18750655. ELECTRONIC DEVICE AND CONTROLLING METHOD OF ELECTRONIC DEVICE simplified abstract (SAMSUNG ELECTRONICS CO., LTD.)

From WikiPatents
Jump to navigation Jump to search

ELECTRONIC DEVICE AND CONTROLLING METHOD OF ELECTRONIC DEVICE

Organization Name

SAMSUNG ELECTRONICS CO., LTD.

Inventor(s)

Jijoong Moon of Suwon-si (KR)

Parichay Kapoor of Suwon-si (KR)

Jihoon Lee of Suwon-si (KR)

Hyeonseok Lee of Suwon-si (KR)

Myungjoo Ham of Suwon-si (KR)

ELECTRONIC DEVICE AND CONTROLLING METHOD OF ELECTRONIC DEVICE - A simplified explanation of the abstract

This abstract first appeared for US patent application 18750655 titled 'ELECTRONIC DEVICE AND CONTROLLING METHOD OF ELECTRONIC DEVICE

The abstract describes an electronic apparatus that stores data related to a neural network model and divides the learning step into multiple steps, including forward propagation, gradient calculation, and derivative calculation. It determines the execution order of these steps, integrates information about sensor usage and tensor sharing, allocates data to tensors in memory, and trains the neural network model accordingly.

  • Memory stores data related to a neural network model
  • Processor divides learning step into forward propagation, gradient calculation, and derivative calculation
  • Determines execution order of steps based on sensor usage
  • Integrates information on tensor sharing in neighboring layers
  • Allocates data to tensors in memory efficiently
  • Trains neural network model based on integrated execution order

Potential Applications: - Artificial intelligence - Machine learning - Data analysis - Pattern recognition - Robotics

Problems Solved: - Efficient memory allocation for neural network training - Optimized execution order for learning steps - Enhanced performance of neural network models

Benefits: - Faster training of neural network models - Improved accuracy in data analysis - Reduced memory usage for storing data - Enhanced performance in various applications

Commercial Applications: Title: "Optimized Neural Network Training Apparatus for AI Applications" This technology can be used in industries such as: - Healthcare for medical image analysis - Finance for fraud detection - Automotive for autonomous driving systems - Retail for customer behavior analysis - Manufacturing for quality control processes

Prior Art: Prior art related to this technology can be found in research papers, patents, and academic publications on neural network training methods, memory optimization techniques, and artificial intelligence algorithms.

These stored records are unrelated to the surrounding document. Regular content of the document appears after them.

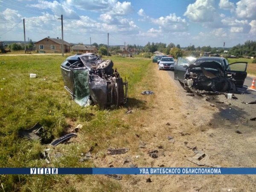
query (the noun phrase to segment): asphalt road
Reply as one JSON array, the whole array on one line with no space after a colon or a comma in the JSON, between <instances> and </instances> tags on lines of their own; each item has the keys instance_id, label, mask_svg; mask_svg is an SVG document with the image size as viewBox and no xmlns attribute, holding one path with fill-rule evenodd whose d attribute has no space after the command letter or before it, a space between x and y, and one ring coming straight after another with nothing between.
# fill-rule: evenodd
<instances>
[{"instance_id":1,"label":"asphalt road","mask_svg":"<svg viewBox=\"0 0 256 192\"><path fill-rule=\"evenodd\" d=\"M173 71L167 71L167 73L173 79L174 79L174 72ZM238 90L241 92L239 94L239 98L243 101L245 102L251 102L256 100L256 89L250 89L252 83L253 82L253 77L247 77L245 79L244 86L242 88L238 88ZM177 80L174 80L176 84L182 89L180 83Z\"/></svg>"}]
</instances>

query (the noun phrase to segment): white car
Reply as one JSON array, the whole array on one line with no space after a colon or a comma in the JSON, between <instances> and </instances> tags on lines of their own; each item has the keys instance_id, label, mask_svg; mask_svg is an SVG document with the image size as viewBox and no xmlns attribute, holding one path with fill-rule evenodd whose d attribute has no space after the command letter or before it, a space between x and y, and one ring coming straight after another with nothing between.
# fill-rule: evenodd
<instances>
[{"instance_id":1,"label":"white car","mask_svg":"<svg viewBox=\"0 0 256 192\"><path fill-rule=\"evenodd\" d=\"M158 70L161 69L174 69L174 59L172 57L162 57L158 65Z\"/></svg>"}]
</instances>

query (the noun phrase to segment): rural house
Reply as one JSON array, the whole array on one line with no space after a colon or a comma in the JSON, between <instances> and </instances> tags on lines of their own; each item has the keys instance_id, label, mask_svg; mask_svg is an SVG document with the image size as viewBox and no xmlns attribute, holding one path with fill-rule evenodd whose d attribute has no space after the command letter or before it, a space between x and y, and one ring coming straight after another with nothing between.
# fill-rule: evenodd
<instances>
[{"instance_id":1,"label":"rural house","mask_svg":"<svg viewBox=\"0 0 256 192\"><path fill-rule=\"evenodd\" d=\"M35 50L38 52L58 53L62 52L62 40L57 38L50 38L48 37L35 43ZM70 45L67 41L64 41L64 52L69 52Z\"/></svg>"},{"instance_id":2,"label":"rural house","mask_svg":"<svg viewBox=\"0 0 256 192\"><path fill-rule=\"evenodd\" d=\"M127 50L124 50L120 53L120 55L123 57L131 57L131 54Z\"/></svg>"},{"instance_id":3,"label":"rural house","mask_svg":"<svg viewBox=\"0 0 256 192\"><path fill-rule=\"evenodd\" d=\"M98 52L98 49L95 45L74 45L71 49L76 53L86 53L87 52L93 52L96 53Z\"/></svg>"}]
</instances>

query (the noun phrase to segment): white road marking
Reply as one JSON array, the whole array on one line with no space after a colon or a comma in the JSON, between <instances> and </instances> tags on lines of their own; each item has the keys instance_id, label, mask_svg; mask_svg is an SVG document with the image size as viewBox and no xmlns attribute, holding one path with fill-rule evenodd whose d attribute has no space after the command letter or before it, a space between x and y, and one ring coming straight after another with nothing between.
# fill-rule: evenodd
<instances>
[{"instance_id":1,"label":"white road marking","mask_svg":"<svg viewBox=\"0 0 256 192\"><path fill-rule=\"evenodd\" d=\"M251 89L251 88L249 88L249 87L247 87L245 86L244 85L243 85L243 87L246 87L246 88L247 88L247 89L250 89L251 90L254 90L254 91L256 91L256 90L255 90L255 89Z\"/></svg>"}]
</instances>

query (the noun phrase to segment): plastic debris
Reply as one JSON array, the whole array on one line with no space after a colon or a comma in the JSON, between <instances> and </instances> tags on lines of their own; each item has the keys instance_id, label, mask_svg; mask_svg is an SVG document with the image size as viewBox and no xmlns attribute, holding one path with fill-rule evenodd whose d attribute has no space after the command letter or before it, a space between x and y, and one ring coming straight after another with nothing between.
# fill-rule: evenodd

Frequently Updated Research: Researchers are constantly exploring new methods to optimize neural network training, improve memory allocation efficiency, and enhance the performance of AI systems in various applications.

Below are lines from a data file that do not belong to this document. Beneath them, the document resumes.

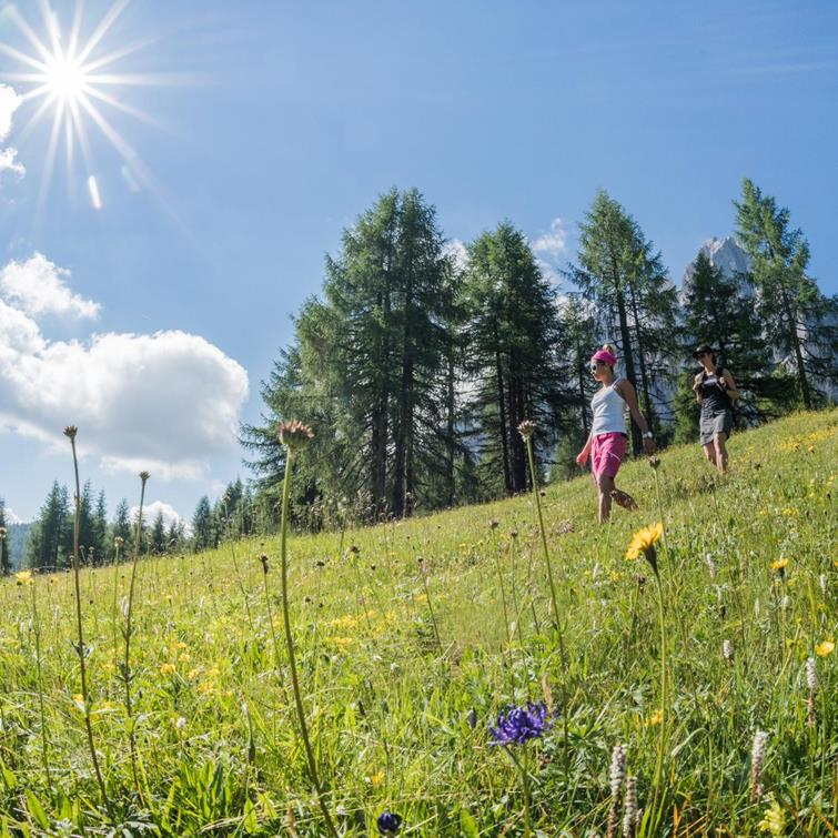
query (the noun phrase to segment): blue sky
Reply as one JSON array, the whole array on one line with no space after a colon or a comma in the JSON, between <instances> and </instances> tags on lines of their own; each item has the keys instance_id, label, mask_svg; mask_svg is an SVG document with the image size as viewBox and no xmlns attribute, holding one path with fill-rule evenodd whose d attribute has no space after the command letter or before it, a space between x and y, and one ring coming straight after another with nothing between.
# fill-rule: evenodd
<instances>
[{"instance_id":1,"label":"blue sky","mask_svg":"<svg viewBox=\"0 0 838 838\"><path fill-rule=\"evenodd\" d=\"M88 0L81 42L111 6ZM73 8L53 1L64 32ZM0 42L31 53L0 10ZM18 11L46 38L39 2ZM748 175L838 292L831 0L134 0L91 57L138 42L108 71L155 83L107 92L150 121L97 103L128 163L82 115L87 160L77 145L69 169L62 134L50 176L52 108L24 133L42 100L0 89L0 495L24 519L70 482L73 422L111 509L143 465L151 501L186 516L245 477L235 424L324 254L394 184L453 240L512 220L553 266L603 186L677 281L733 232Z\"/></svg>"}]
</instances>

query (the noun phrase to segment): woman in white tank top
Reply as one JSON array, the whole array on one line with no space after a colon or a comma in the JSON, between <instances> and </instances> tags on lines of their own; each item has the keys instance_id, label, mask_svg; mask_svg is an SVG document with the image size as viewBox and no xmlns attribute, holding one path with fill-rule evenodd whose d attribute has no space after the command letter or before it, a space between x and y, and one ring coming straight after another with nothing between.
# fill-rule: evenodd
<instances>
[{"instance_id":1,"label":"woman in white tank top","mask_svg":"<svg viewBox=\"0 0 838 838\"><path fill-rule=\"evenodd\" d=\"M637 394L632 382L619 378L614 373L617 365L615 350L609 344L594 353L590 359L590 374L603 386L590 400L590 411L594 422L585 447L579 452L576 462L587 463L592 456L592 473L599 493L599 523L608 521L612 512L612 499L626 509L636 509L637 504L632 495L620 492L615 485L615 478L623 458L626 455L626 417L625 407L637 426L643 432L643 445L647 454L657 451L655 440L649 431L646 418L637 406Z\"/></svg>"}]
</instances>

Questions about Neural Network Training Optimization: 1. How does this technology improve the efficiency of memory allocation in neural network training? 2. What are the key factors considered in determining the execution order of learning steps in a neural network model?

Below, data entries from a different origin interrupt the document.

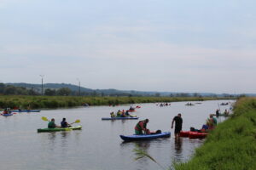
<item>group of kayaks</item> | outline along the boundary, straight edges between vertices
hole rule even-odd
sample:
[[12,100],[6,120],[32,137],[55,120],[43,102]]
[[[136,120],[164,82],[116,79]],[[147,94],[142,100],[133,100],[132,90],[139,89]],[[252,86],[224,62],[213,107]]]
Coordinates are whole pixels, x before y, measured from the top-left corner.
[[13,116],[14,114],[18,113],[21,113],[21,112],[26,112],[26,113],[30,113],[30,112],[40,112],[40,110],[9,110],[9,113],[2,113],[0,115],[3,116]]
[[68,127],[68,128],[38,128],[38,133],[49,133],[49,132],[81,130],[81,129],[82,129],[82,126]]
[[180,137],[189,139],[204,139],[207,136],[208,133],[193,132],[193,131],[181,131]]

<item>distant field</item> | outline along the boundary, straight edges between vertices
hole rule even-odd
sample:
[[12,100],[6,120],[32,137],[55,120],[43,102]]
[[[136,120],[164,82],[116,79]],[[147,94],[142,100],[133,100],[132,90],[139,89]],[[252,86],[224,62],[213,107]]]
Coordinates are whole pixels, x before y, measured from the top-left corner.
[[26,109],[59,108],[89,105],[109,105],[120,104],[140,104],[174,101],[202,101],[212,99],[230,99],[230,98],[200,98],[200,97],[79,97],[79,96],[27,96],[27,95],[2,95],[1,108],[20,107]]
[[256,98],[242,98],[234,115],[217,126],[191,161],[175,170],[256,169]]

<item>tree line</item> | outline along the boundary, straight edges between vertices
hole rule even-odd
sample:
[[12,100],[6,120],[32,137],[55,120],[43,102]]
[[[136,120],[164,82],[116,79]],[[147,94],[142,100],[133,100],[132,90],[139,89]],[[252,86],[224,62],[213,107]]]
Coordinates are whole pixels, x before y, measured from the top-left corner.
[[[34,88],[16,87],[13,85],[0,83],[0,94],[2,95],[42,95],[42,89]],[[93,90],[92,92],[80,92],[71,90],[69,88],[44,88],[43,95],[46,96],[113,96],[113,97],[206,97],[201,96],[198,93],[175,93],[169,95],[162,95],[160,93],[155,94],[137,94],[137,93],[125,93],[125,92],[113,92],[105,94],[101,90]],[[245,96],[245,94],[243,94]],[[217,94],[208,95],[207,97],[218,97]],[[234,96],[228,94],[223,94],[221,97],[234,98]]]

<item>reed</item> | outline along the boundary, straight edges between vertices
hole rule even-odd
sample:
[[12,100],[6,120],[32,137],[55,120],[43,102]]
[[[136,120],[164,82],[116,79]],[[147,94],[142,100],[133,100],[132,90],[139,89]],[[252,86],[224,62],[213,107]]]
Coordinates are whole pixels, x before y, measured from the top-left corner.
[[176,170],[256,169],[256,98],[240,99],[234,115],[218,125],[188,162]]

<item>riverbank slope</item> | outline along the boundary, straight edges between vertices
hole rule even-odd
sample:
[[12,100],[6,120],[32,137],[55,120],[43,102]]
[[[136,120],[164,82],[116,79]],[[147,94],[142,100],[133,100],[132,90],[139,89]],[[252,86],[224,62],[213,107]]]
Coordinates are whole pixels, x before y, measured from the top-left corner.
[[60,108],[89,105],[109,105],[120,104],[140,104],[175,101],[203,101],[214,99],[234,99],[233,98],[211,97],[93,97],[93,96],[27,96],[0,95],[1,108],[20,107],[26,109]]
[[176,170],[256,169],[256,98],[240,99],[234,115],[218,125],[186,163]]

Original Abstract Submitted

An electronic apparatus may include a memory configured to store data related to a neural network model and at least one processor configured to divide a learning step performed through a plurality of layers of the neural network model into a plurality of steps including a forward propagation step, a gradient calculation step, and a derivative calculation step, and determine an execution order of the plurality of steps, obtain first information regarding in which step of a plurality of steps according to the determined execution order a plurality of sensors used in the plurality of layers are used, based on the determined execution order, integrate the determined execution order based on the first information and second information regarding whether tensors used in neighboring layers from among the plurality of layers are able to be shared, allocate the data to the plurality of tensors by minimizing a region of the memory for allocating data corresponding to the plurality of tensors, based on the integrated execution order, and train the neural network model according to the integrated execution order using the plurality of tensors and the data allocated to the plurality of tensors. Various other embodiments are possible to be implemented.